Fig. 5: Abundance plots for the eight strategies in a finite population.

All simulations begin with a population consisting of (H,H,1). The circular figures are pie-charts evolving over time (initial condition inside and time progresses outwards). The rings of the charts show the population composition (denoted by the different colours) as it changes through time. Transient: For different selection intensities the initial conditions are all the same - starting in a (H,H,1) population (the centres of the circles). With a mutation rate of μ = 10⁻³ new strategies appear and spread in the population. Every 20th time-step up to 1000 time-steps are plotted, from inside to outside. Full: Over time (5 × 10⁶ time-steps) the population reaches stationarity.
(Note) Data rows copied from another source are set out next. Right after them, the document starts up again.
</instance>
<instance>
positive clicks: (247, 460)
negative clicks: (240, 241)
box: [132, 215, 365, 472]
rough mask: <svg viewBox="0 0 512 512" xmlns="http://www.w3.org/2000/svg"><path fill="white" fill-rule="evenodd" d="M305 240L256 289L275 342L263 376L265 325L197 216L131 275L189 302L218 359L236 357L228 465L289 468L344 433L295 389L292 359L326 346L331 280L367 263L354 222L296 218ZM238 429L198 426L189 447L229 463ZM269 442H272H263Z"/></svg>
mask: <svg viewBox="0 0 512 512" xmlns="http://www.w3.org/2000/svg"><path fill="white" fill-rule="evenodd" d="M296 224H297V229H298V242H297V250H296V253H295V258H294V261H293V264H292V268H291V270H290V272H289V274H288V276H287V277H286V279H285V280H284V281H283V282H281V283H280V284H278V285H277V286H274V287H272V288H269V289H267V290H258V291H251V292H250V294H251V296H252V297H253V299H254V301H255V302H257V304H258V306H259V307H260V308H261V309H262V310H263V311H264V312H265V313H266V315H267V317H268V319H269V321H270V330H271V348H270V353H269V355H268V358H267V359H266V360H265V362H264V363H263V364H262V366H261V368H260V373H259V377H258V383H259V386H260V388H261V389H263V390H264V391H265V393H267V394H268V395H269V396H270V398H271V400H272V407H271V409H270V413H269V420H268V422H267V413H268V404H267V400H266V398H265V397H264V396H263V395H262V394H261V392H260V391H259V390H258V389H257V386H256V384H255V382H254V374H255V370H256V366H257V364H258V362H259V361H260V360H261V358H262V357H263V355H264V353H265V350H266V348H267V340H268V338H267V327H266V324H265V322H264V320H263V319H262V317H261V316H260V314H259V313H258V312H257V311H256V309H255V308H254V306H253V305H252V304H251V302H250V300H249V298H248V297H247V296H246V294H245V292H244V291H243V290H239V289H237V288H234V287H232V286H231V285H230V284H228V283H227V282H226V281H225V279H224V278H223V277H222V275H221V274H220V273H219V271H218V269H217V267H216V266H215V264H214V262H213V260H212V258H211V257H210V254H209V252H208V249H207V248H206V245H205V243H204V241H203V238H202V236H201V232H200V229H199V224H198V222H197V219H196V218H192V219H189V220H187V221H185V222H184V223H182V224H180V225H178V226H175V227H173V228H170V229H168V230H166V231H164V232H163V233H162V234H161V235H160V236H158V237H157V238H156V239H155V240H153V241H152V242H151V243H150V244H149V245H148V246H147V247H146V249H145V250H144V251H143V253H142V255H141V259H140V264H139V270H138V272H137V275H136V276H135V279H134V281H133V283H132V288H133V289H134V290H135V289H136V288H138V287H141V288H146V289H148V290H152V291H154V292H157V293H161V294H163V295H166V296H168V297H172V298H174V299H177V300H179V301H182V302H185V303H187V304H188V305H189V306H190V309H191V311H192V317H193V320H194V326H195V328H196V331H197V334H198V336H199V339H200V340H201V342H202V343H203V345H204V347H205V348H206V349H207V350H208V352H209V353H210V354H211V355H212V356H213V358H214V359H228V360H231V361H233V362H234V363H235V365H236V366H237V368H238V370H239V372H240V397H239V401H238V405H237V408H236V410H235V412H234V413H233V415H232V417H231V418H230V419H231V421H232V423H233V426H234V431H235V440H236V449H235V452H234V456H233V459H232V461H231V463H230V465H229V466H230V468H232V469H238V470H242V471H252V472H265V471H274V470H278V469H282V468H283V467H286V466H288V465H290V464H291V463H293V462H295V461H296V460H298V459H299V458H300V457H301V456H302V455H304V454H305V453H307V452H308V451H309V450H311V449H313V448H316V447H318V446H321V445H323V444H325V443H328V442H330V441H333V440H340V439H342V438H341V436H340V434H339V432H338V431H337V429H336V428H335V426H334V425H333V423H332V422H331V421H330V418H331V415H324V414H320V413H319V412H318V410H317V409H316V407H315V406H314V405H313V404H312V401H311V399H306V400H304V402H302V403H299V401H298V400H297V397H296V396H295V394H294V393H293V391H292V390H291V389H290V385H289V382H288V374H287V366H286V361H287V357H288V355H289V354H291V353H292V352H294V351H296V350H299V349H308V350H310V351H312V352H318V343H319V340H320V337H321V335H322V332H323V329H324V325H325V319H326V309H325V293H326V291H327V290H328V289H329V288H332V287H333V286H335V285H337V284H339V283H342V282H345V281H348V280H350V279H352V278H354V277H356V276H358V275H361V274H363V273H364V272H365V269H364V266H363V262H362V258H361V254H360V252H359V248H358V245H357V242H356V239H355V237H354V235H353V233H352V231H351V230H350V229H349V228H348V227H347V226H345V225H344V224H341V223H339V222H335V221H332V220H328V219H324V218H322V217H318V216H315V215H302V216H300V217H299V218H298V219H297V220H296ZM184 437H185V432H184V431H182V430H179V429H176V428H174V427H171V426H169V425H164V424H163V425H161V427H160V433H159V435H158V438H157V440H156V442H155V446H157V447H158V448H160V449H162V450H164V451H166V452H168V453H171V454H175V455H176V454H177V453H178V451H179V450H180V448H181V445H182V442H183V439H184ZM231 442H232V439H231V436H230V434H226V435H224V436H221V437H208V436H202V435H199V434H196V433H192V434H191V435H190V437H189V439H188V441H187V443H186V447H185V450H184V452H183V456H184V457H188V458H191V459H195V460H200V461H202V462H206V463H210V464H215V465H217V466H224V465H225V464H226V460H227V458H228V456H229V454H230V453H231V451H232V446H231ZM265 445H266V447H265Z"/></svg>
Every 1000^th time-step is plotted. The final distribution of strategies (outermost layer of the circles) is collated in the bar-chart. Bottom: The final distribution of the strategies at time-step 5 × 10⁶ is plotted as a stacked bar chart for the different section intensities. When selection intensity ω = 0 the dynamics is neutral and all the strategies evolve to similar abundances. When selection intensity is increased even slightly ω = 0.2 the population is made up predominantly of stag hunters. Note that it is not necessary that all stag hunter share the same inter-subjective reality. Parameters are N = 32, G = 5, M = 4, P_S = 4 and P_H = 1.